Un avant-bec est installé à la tête de la structure depuis le 1er lançage. Il permet d'empêcher d'éventuelles déformations entravant l'accostage sur les piles.

« À chaque traction, les compagnons doivent s’interrompre trois ou quatre fois pour régler les guides latéraux présents pour empêcher que l’ouvrage ne ripe transversalement», poursuit Thomas Klumb, directeur des travaux chez Eiffage Métal chargé de l’assemblage des tronçons. Au poste de pilotage du treuil, il explique qu'il travaille en aveugle, uniquement guidé par les transmissions radio qu'il échange avec ses équipiers. « Quatre allers-retours de câble sont enroulés autour de deux poulies à l’arrière du viaduc, indique-t-il. Mû entre ces deux poulies, le câble nous fait pousser la charpente vers l’ouest. Dans le même temps, à l’avant, nos techniciens dégagent progressivement, avec des vérins, les pièces intermédiaires sur les appuis provisoires.» Le tablier glisse ainsi de 4 à 6 m par minute, « plus souvent, à vitesse moindre, reconnaît Matthieu Carry. Nous avons choisi cette méthode de lançage avec un assemblage à 90 % sur l'aire dédiéeplutôt qu’une mise en place à la grue dans la mesure où nous avions l’espace suffisant. Nous nous affranchissons ainsi de grandes manutentions ce qui, à moins de 10 m des voies ferrées par endroits, n’est pas négligeable. De plus, nous nous assurions encore mieux de ne pas engager le gabarit ferroviaire ».

Des rails en parallèle

À quelques mètres du chantier du pont-tablier, la structure supérieure d’un pont ferroviaire se bâtit. Il permettra en 2024 aux trains de la ligne E prolongée de se raccorder à la ligne existante où circulent les trains vers la Normandie ainsi que les Transilien de la ligne J. Cette concomitance de travaux ajoute à la complexité de l’ensemble.

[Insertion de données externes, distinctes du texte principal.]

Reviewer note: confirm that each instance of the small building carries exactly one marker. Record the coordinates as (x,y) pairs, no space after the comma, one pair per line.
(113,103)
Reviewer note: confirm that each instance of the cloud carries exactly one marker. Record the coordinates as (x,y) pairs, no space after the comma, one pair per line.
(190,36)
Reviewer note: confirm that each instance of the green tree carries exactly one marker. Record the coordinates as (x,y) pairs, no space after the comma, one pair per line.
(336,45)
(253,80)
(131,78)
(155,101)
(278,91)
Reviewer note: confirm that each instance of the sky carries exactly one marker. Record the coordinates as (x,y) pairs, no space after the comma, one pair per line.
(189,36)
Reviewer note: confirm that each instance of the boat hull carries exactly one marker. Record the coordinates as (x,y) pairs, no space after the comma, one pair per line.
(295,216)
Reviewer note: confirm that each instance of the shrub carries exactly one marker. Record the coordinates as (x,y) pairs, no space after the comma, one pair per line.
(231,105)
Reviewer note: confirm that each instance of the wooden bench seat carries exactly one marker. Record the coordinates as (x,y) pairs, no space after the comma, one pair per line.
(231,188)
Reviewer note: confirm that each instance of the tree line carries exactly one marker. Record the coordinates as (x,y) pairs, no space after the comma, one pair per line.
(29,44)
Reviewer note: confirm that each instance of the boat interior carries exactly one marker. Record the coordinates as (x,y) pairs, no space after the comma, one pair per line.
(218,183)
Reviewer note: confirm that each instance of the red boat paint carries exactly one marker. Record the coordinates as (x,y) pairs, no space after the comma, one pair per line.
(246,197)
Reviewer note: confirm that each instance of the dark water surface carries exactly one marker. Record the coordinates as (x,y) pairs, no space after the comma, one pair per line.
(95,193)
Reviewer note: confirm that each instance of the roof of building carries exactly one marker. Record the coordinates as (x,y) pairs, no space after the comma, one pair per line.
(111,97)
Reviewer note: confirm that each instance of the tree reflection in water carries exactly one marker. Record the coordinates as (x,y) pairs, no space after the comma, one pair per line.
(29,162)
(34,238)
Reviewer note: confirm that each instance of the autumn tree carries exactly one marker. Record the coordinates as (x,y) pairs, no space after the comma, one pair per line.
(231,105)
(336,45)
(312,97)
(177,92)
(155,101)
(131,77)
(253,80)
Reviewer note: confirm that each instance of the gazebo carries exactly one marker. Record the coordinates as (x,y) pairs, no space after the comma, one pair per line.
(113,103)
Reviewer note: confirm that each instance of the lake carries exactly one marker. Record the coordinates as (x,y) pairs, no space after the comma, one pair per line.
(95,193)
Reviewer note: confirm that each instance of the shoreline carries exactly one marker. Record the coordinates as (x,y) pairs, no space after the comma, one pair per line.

Au moment de notre visite, Matthieu Carry, directeur de projet pour Eiffage Génie Civil, a estimé le lançage de la liaison douce accompli à 75 %.

Au moment de notre visite, Matthieu Carry, directeur de projet pour Eiffage Génie Civil, a estimé le lançage de la liaison douce accompli à 75 %.

Suivant le tracé inverse Bezons-Nanterre, ce pont de 348 m pesant quelque 1 400 t repose sur neuf piles et présentera un dénivelé de 76 m environ. Ses éléments sont également assemblés et soudés sur place. Eiffage Génie Civil organise leur lançage lorsque les pièces de la passerelle sont en cours de montage. « Ce procédé requiert beaucoup de méthodologie, sachant que nous considérons chaque ouvrage comme un véritable prototype », concède Matthieu Carry. Les derniers tronçons de la passerelle seront d'ailleurs courbes. Ce qui ne manquera pas de hausser le niveau d'exigence. « Pour relier les berges et les deux premières piles de chaque côté de la voie, nous placerons deux segments très incurvés », explique Matthieu Carry. Ces éléments auront une telle géométrie qu'ils ne pourront être lancés. Ils seront donc posés à la grue.

Commencés en juillet 2019, les différents lançages permettront la livraison de l'ouvrage à la SNCF à la fin de l'année prochaine.